L’élément matériel : la dissimulation de l’origine des biens.

La convention met l’accent sur le camouflage des avoirs, en tant que fondement même de l’infraction de blanchiment. Il peut être obtenu par une opération de transfert des biens ou de conversion de leur nature et de dissimulation de leur véritable propriétaire. Elle vise aussi l’acquisition, la détention ou l’utilisation des « biens illicites », autrement dit leur recel. L’élément matériel doit être conforté par un second critère.

L’élément intentionnel : la connaissance de l’origine des biens.
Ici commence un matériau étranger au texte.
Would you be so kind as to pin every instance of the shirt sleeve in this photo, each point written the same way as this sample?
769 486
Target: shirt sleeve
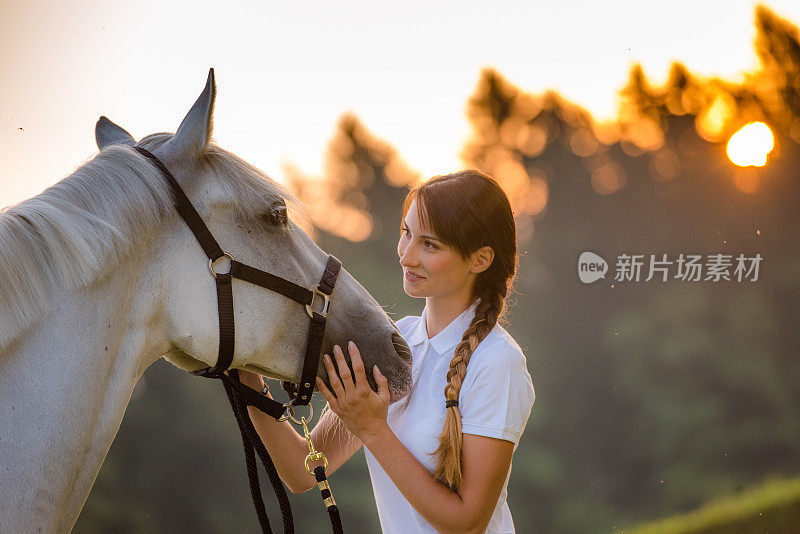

Pour que le blanchisseur puisse être condamné, il faut faire la preuve de sa mauvaise foi. La démonstration de l’intention coupable s’avère la condition obligatoire de l’infraction pénale. La mauvaise foi du blanchisseur devra être déduite non seulement de la conscience de son acte mais aussi de la connaissance qu’il avait du trafic. Il est donc nécessaire pour la discussion sur le délit de blanchiment, d’apporter au préalable la preuve de l’existence d’un trafic préalable. L’administration de la preuve de l’élément intentionnel se dédouble. Pour atténuer cette difficulté, la communauté internationale s’est orientée vers la création d’un délit général de blanchiment.

Tous les pays peuvent être touchés par le phénomène du blanchiment. Certaines zones dans le monde cependant sont plus sensibles que les autres. Parmi les pays sensibles, nous pouvons trouver: les États-Unis, l’Amérique latine, l’Amérique centrale et le bassin des Caraïbes (impliqué dans la production et le trafic de drogue et les flux financiers frauduleux), la zone asiatique (vieille tradition de règlement des transactions en espèces et le réseau de banques souterraines qui favorisent efficacement le transfert de capitaux sous anonymat). l’Afrique: surtout les pays comme le Nigéria, le Togo ou le Bénin. Pays de l’ex-Union soviétique et de l’ex-bloc de l’Est (mafia russe et ses investissements dans l’immobilier, restauration, industries minières). L’Europe (endroits financières historiquement attractives comme Andorre, Monaco, Suisse, Luxembourg et Liechtenstein auxquels se rajoute un des réseaux bancaires les plus développés au monde. Il existe plusieurs méthodes de blanchiment qui sont efficaces et adaptées selon les besoins. L’analyse des comptes bancaires du blanchisseur met en évidence des dépôts d’espèces importants et des virements en provenance de différentes sociétés.

Après avoir examiné brièvement ce sujet, nous avons constaté l’ampleur du phénomène de blanchiment d’argent qui touche tous les domaines comme l’économie et la politique. Le blanchiment existera toujours car les enjeux financiers sont trop importants pour les blanchisseurs.